Чтение онлайн

ЖАНРЫ

Половецкие пляски

Симонова Дарья

Шрифт:

Наша пауза превращалась в мою взлетную полосу. Молчание становилось бессмысленным, молчание, близкое к нулю, ведь и в адюльтерных казусах как-то себя ведут, а наружу лезло идиотское любопытство, вуалирующее мелкую злость, — совсем не время было выяснять, все еще она на «вы» с Пинсоном или уже не миндальничает… Сильвия, видимо, тоже считала, что не время, на секунду она искренне изумилась, потом опомнилась и, уходя от опасности, уставилась в окно. Ее несложный язык жестов умолял «перестань…», а мой шипел: «Да не перестану!» Я разбила китайскую кружку… еще одну… память о призрачной родне. Сильвия покорно смотрела, как я варварски мою посуду, но не противилась, а только услужливо подавала мне основательно засохшие сковородки.

— Матушка, у тебя посуду мыть страшно, что ни плошка — память о покойнике.

Тут кнопочку нажали. Сильвия размокла, поплыла и хриплыми безголосыми частотами

прошептала:

— Я же думала, что доктор тебе как развлечение… ты же всегда над ним смеешься… вы с Лилей всегда смеетесь, для тебя же не важно…

Меткое попадание, подумалось мне. Надо было плакать, трагедия — любимый жанр Сильвии. А я разложила Пинсона как считалку — ключи, кабинет, свобода от зеленого стаканчика Сильвии, где мне позволено хранить зубную щетку, и от общажного светильника с облупившейся краской… А дальше душа — молчаливое животное, ее ответа не разобрать. Твоя правда, Сильвия, ни черта мне не важно… Но у этой мымры целые три комнаты свободы, бесись себе на здоровье, зачем ей еще и мой кусочек, раз уж у меня все просто и мелко, и даже сцены в трех актах не получилось…

Однако кружки бить уже расхотелось. Столько еще вещей хороших, жалко, я-то свою безделушку выбрала. А Сильвия нет, у нее их слишком много, и все наследственные. И я что-то еще мямлила, а Сильвия опять — тихо-тихо:

— … мы были у врача… Марат болеет. Серьезно. С ним надо ехать на юг, жить на юге… нужны деньги… Я думала, твой Пинсон поможет… но он сразу сказал, что по детям не спец… Он позвонил тебе, а я…

— Понятно…

— Я уже всех обзвонила… а кто-то понять не может — квартира зашибенная в центре, родители за бугром, а денег нет… Не получается по-японски смастерить тысячу птичек — тысячу раз рассказать одно и то же… Даже жалости не выходит…
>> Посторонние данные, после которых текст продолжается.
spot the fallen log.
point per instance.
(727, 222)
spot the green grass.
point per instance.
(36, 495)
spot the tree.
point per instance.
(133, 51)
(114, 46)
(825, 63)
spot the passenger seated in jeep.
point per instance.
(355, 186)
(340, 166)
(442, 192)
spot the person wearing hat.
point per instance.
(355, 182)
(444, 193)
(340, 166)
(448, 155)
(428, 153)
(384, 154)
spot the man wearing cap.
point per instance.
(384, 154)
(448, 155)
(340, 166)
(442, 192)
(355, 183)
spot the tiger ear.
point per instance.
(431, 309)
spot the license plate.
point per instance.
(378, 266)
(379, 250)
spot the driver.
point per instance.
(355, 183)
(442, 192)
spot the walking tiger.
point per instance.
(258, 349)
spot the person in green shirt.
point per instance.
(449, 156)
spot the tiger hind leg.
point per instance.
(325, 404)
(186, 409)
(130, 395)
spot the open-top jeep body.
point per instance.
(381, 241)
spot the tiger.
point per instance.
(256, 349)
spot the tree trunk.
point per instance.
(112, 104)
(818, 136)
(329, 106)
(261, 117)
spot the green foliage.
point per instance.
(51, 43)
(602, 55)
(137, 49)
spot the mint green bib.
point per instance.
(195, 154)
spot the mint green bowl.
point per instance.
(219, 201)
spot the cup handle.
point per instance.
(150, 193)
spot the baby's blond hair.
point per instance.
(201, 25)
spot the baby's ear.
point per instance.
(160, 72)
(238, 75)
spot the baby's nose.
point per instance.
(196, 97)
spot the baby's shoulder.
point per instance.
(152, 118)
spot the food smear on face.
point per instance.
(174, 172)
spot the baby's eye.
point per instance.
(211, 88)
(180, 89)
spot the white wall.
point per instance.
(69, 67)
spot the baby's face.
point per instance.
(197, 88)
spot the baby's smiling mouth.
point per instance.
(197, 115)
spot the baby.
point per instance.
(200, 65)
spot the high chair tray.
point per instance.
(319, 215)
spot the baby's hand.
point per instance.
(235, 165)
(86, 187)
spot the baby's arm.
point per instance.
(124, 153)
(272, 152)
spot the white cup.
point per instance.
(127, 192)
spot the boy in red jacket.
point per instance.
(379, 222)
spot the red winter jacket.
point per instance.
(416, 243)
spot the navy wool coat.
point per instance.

— Бред! Какая жалость… Найдем деньги, всех тряхнем…

Но у Сильвии явно не было настроения кого-то трясти. Она оседала, как неудачный пирог в духовке, наплевав на все паузы и сноски, на историю с Пинсоном и на весь мир. Слезинки наплывали на нижнее веко, но раздумывали катиться дальше, и в глазах расплывалось прозрачное половодье.

Минут пять длился мой столбняк… хотя я знала, что изобразить. Сильвия наверняка надеялась на это. Я села перед ней на корточки и, конечно, стала всемогущей и уже почти добывшей заветные бумажки, целую анекдотичную кучу денег… И, разумеется, все поправится и образуется, и не дадут Маратику засохнуть, как такое в самом деле может случиться… И придет спаситель Пинсон, астрологический близнец Парацельса… И свечку поставим, и дары принесем в нужную фазу Луны…

Руки Сильвии медленно отпускали напряжение, и то ли они, то ли наши джинсовые коленки пахли тем самым «вторым» сладковатым запахом-дымком… Руки Сильвии стали совсем маленькими, одна дает, другая берет… по мелочи. Сливки уже сняли чьи-то первые руки.

На следующий день Ковалевская радовалась моему возвращению. Мы назвали гостей, назанимали каких-то денег… У Ковалевской на лбу пропечатались сомнения, но Маратика она жаловала, считая, что у ребенка трудное детство… Я нервно звонила Пинсону с вахты, а Ковалевская делала плов. Мы вернулись на круги своя… Последние кадры у Сильвии я помнила туманно, как через марлю.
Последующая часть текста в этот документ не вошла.